Ultima premessa: Non è vero che l’emozione di fronte all’ignoto, il sentimento della bellezza, lo stupore, il senso del mistero, così profondamente radicati nella natura umana, non abbiano diritto di cittadinanza nei gelidi territori della scienza e siano appannaggio esclusivo del sentimento religioso o dell’arte. Feynman, in una intervista del 1981, dichiarava: non mi spaventa il fatto di non sapere le cose, di essere perso in un universo misterioso privo di alcuno scopo, che è poi il modo in cui stanno le cosa, per quello che so. Ha scritto recentemente Claudio Bartocci: Anche se sopraffatta dal senso del mistero, la ricerca scientifica, nel suo procedere incerto, non può rinunciare a essere laica.

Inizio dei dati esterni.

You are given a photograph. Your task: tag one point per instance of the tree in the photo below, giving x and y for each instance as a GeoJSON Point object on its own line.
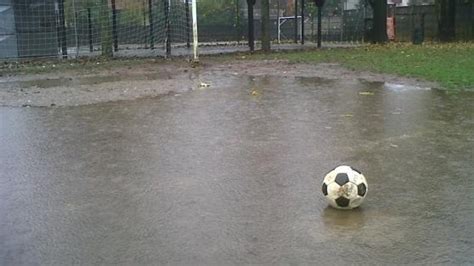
{"type": "Point", "coordinates": [379, 29]}
{"type": "Point", "coordinates": [446, 19]}
{"type": "Point", "coordinates": [266, 26]}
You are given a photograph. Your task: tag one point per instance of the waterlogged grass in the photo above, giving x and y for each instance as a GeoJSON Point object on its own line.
{"type": "Point", "coordinates": [451, 65]}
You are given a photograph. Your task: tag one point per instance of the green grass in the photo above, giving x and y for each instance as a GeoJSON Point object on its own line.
{"type": "Point", "coordinates": [451, 65]}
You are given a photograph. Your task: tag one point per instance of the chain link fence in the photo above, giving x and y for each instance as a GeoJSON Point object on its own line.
{"type": "Point", "coordinates": [134, 28]}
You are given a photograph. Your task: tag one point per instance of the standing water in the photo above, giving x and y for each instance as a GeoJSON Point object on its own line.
{"type": "Point", "coordinates": [232, 175]}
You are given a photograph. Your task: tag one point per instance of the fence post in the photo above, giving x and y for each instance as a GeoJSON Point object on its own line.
{"type": "Point", "coordinates": [167, 28]}
{"type": "Point", "coordinates": [251, 36]}
{"type": "Point", "coordinates": [302, 22]}
{"type": "Point", "coordinates": [195, 32]}
{"type": "Point", "coordinates": [150, 19]}
{"type": "Point", "coordinates": [188, 40]}
{"type": "Point", "coordinates": [89, 22]}
{"type": "Point", "coordinates": [62, 28]}
{"type": "Point", "coordinates": [114, 25]}
{"type": "Point", "coordinates": [296, 21]}
{"type": "Point", "coordinates": [75, 27]}
{"type": "Point", "coordinates": [320, 13]}
{"type": "Point", "coordinates": [237, 21]}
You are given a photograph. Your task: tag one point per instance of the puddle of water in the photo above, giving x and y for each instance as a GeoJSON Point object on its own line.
{"type": "Point", "coordinates": [93, 80]}
{"type": "Point", "coordinates": [223, 175]}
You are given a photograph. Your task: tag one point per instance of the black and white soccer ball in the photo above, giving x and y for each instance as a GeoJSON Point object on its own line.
{"type": "Point", "coordinates": [345, 187]}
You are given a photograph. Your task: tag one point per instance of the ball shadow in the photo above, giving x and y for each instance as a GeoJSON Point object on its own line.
{"type": "Point", "coordinates": [343, 220]}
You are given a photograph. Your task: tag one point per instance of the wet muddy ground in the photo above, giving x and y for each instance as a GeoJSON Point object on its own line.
{"type": "Point", "coordinates": [231, 173]}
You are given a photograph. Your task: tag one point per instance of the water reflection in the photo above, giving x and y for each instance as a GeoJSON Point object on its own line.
{"type": "Point", "coordinates": [221, 175]}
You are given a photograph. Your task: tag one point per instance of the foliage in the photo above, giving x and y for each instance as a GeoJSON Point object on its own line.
{"type": "Point", "coordinates": [451, 65]}
{"type": "Point", "coordinates": [216, 12]}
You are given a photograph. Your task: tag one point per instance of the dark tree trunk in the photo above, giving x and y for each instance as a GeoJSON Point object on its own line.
{"type": "Point", "coordinates": [266, 26]}
{"type": "Point", "coordinates": [446, 20]}
{"type": "Point", "coordinates": [379, 31]}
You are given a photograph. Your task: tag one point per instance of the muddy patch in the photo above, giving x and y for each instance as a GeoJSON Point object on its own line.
{"type": "Point", "coordinates": [72, 88]}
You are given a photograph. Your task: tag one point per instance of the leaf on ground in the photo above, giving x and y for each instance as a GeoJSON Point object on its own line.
{"type": "Point", "coordinates": [204, 85]}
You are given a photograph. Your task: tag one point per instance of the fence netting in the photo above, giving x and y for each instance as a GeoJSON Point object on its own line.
{"type": "Point", "coordinates": [134, 28]}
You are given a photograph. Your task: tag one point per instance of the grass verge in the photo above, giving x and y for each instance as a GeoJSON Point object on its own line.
{"type": "Point", "coordinates": [450, 65]}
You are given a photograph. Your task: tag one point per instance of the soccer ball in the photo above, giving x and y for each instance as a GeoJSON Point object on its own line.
{"type": "Point", "coordinates": [345, 187]}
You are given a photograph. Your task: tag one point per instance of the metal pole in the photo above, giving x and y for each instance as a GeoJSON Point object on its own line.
{"type": "Point", "coordinates": [89, 21]}
{"type": "Point", "coordinates": [278, 20]}
{"type": "Point", "coordinates": [302, 22]}
{"type": "Point", "coordinates": [188, 40]}
{"type": "Point", "coordinates": [75, 27]}
{"type": "Point", "coordinates": [251, 30]}
{"type": "Point", "coordinates": [167, 28]}
{"type": "Point", "coordinates": [296, 21]}
{"type": "Point", "coordinates": [150, 18]}
{"type": "Point", "coordinates": [237, 21]}
{"type": "Point", "coordinates": [319, 26]}
{"type": "Point", "coordinates": [114, 25]}
{"type": "Point", "coordinates": [342, 19]}
{"type": "Point", "coordinates": [62, 25]}
{"type": "Point", "coordinates": [195, 32]}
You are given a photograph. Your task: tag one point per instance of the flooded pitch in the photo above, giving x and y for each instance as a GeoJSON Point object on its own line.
{"type": "Point", "coordinates": [231, 174]}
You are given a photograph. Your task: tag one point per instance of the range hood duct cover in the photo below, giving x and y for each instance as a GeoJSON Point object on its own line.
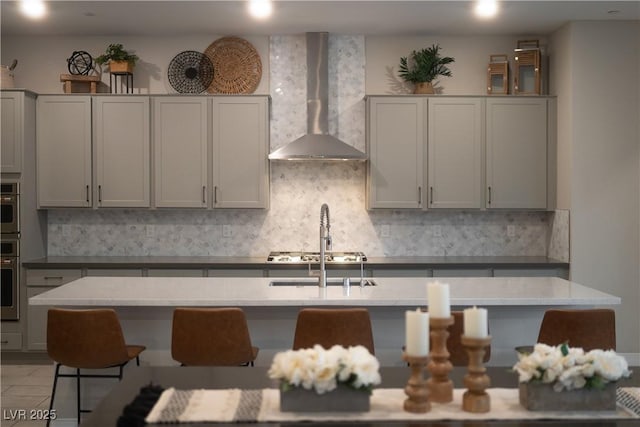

Il “conflitto tra scienza e religione” ha assunto, in questi ultimi due secoli, forme, toni e intensità differenti. Alla fine dell’800, era diventato addirittura abituale parlare di un conflitto non conciliabile tra la scienza e la teologia cristiana e a questa tesi avevano molto contribuito i libri di John William Draper (History of the conflict between religion and science, 1874) e Andrew Dickson White ( History of the warfare of science with theology in Christendom, 1896). Il libro di Draper era stato scritto come una sorta di reazione ad alcuni  editti papali – in particolare a quello in cui si stabiliva l’infallibilità del pontefice – e criticava con una qualche violenza la Chiesa Cattolica Romana, che veniva paragonata, in modo certo non favorevole, all’Islam,  e alle Chiese Protestanti, delle quali veniva lodato il buon rapporto con la scienza. Scriveva Draper: la storia della scienza non è  un puro elenco di scoperte isolate, è la narrazione del conflitto tra due poteri in aperto contrasto tra loro, da una parte la capacità di espansione dell’intelletto dell’uomo, dall’altra  l’ostilità messa in campo dalla fede tradizionale e dagli interessi umani.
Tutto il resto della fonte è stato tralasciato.